Using SQL Server Table-valued Parameters (TVP) for Bulk Inserts

Some years ago I have written JSqlServerBulkInsert, which provides a small abstraction layer over the SqlServerBulkCopy class of the Microsoft SQL Server JDBC Driver. The idea of the library is to write a small mapping for a POJO and fire data into SQL Server... without having to maintain Stored Procedures.

But in real life it's often not only about inserting data. You probably need to create additional relations between entities or you'll need to perform updates in the data. Simply put, JSqlServerBulkInsert and the underlying SqlServerBulkCopy can't do this.

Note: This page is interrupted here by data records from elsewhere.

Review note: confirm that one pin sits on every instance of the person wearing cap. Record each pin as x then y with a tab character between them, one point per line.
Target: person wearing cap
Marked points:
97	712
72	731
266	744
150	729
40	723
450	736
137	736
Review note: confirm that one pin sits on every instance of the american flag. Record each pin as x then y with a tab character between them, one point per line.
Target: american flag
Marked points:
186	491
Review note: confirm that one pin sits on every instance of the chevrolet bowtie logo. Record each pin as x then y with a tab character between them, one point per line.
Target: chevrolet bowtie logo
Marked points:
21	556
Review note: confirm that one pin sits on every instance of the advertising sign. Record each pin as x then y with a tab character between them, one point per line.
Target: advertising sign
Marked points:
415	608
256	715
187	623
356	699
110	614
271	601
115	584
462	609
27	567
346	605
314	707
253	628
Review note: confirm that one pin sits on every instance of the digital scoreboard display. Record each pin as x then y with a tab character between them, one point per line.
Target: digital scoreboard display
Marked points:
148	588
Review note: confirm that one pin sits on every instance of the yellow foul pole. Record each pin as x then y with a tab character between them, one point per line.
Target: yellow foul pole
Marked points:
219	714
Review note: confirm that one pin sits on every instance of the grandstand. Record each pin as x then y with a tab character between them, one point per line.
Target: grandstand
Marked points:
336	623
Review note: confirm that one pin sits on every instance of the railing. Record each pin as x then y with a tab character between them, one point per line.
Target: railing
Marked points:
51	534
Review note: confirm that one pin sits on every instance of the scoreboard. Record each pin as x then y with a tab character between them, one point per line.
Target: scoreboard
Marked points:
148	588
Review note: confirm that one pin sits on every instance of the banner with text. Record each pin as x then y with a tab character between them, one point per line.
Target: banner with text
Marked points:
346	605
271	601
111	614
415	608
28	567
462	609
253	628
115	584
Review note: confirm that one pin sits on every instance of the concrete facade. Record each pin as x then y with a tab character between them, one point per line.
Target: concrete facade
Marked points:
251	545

So in recent years I have switched to using Stored Procedures and passing Table-valued parameters for most of the performance critical SQL Server work I am doing. It's not really obvious with the Microsoft SQL Server JDBC driver, so I made up an example here:

The Scenario: Handling Device Measurements

Imagine we are monitoring an array of machines, that send large amounts of measurements. At one point our single insert statements don't scale anymore, the connection pool exhausts and we are running into timeouts. Ouch.

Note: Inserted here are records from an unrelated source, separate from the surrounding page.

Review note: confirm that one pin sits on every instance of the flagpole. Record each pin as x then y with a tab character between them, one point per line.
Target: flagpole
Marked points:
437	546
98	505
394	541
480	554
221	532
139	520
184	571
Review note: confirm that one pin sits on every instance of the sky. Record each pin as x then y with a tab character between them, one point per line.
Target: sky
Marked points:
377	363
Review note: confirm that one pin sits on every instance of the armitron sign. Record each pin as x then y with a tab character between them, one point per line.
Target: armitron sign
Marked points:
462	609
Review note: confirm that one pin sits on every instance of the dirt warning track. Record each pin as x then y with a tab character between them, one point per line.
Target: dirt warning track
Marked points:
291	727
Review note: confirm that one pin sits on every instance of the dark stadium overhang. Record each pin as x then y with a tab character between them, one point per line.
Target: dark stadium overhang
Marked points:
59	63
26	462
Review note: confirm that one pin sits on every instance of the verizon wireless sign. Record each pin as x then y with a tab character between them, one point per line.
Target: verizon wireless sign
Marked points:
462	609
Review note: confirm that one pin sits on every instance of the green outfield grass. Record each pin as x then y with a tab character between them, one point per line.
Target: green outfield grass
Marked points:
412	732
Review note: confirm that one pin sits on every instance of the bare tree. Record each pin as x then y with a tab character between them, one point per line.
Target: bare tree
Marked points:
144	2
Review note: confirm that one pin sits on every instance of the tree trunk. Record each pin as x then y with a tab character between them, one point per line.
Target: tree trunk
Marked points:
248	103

And how do we update measurements? Do we perform a SELECT lookup for every single measurement?

Instead of single inserts, we need to batch our data and let the database handle the rest of it. So how do we get the data into the SQL Server database efficiently?

Table-valued Parameters!

The Data Model

A measurement of a device probably has something like a Device Identifier, Parameter Identifier, a Timestamp the value was taken at and the measured Value. This probably leads to a Java class like this:

// Copyright (c) Philipp Wagner. All rights reserved.
// Licensed under the MIT license. See LICENSE file in the project root for full license information.

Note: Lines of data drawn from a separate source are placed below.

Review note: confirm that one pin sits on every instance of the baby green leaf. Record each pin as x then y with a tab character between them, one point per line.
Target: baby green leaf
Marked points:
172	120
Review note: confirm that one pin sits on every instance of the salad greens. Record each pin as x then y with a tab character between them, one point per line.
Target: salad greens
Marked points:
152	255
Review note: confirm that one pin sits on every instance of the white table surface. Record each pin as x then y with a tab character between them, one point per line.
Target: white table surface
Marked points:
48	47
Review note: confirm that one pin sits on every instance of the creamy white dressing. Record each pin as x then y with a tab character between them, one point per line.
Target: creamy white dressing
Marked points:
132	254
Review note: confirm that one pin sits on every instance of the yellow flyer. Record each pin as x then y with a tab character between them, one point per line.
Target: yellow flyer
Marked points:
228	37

package de.bytefish.sqlservertvpexample.model;

import java.sql.Timestamp;

public class DeviceMeasurement {

    private String deviceId;

    private String parameterId;

    private Timestamp timestamp;

    private double value;

    public DeviceMeasurement() {
    }

    public String getDeviceId() {
        return deviceId;
    }

    public void setDeviceId(String deviceId) {
        this.deviceId = deviceId;
    }

    public String getParameterId() {
        return parameterId;
    }

    public void setParameterId(String parameterId) {
        this.parameterId = parameterId;
    }

    public Timestamp getTimestamp() {
        return timestamp;
    }

    public void setTimestamp(Timestamp timestamp) {
        this.timestamp = timestamp;
    }

    public double getValue() {
        return value;
    }

    public void setValue(double value) {
        this.value = value;
    }
}

Simulating Data

There are no real devices here, so we need a way to fake some data for a given time range. We can define an iterator, that yields timestamps in a given interval between a start date and an end date:

// Copyright (c) Philipp Wagner. All rights reserved.
// Licensed under the MIT license. See LICENSE file in the project root for full license information.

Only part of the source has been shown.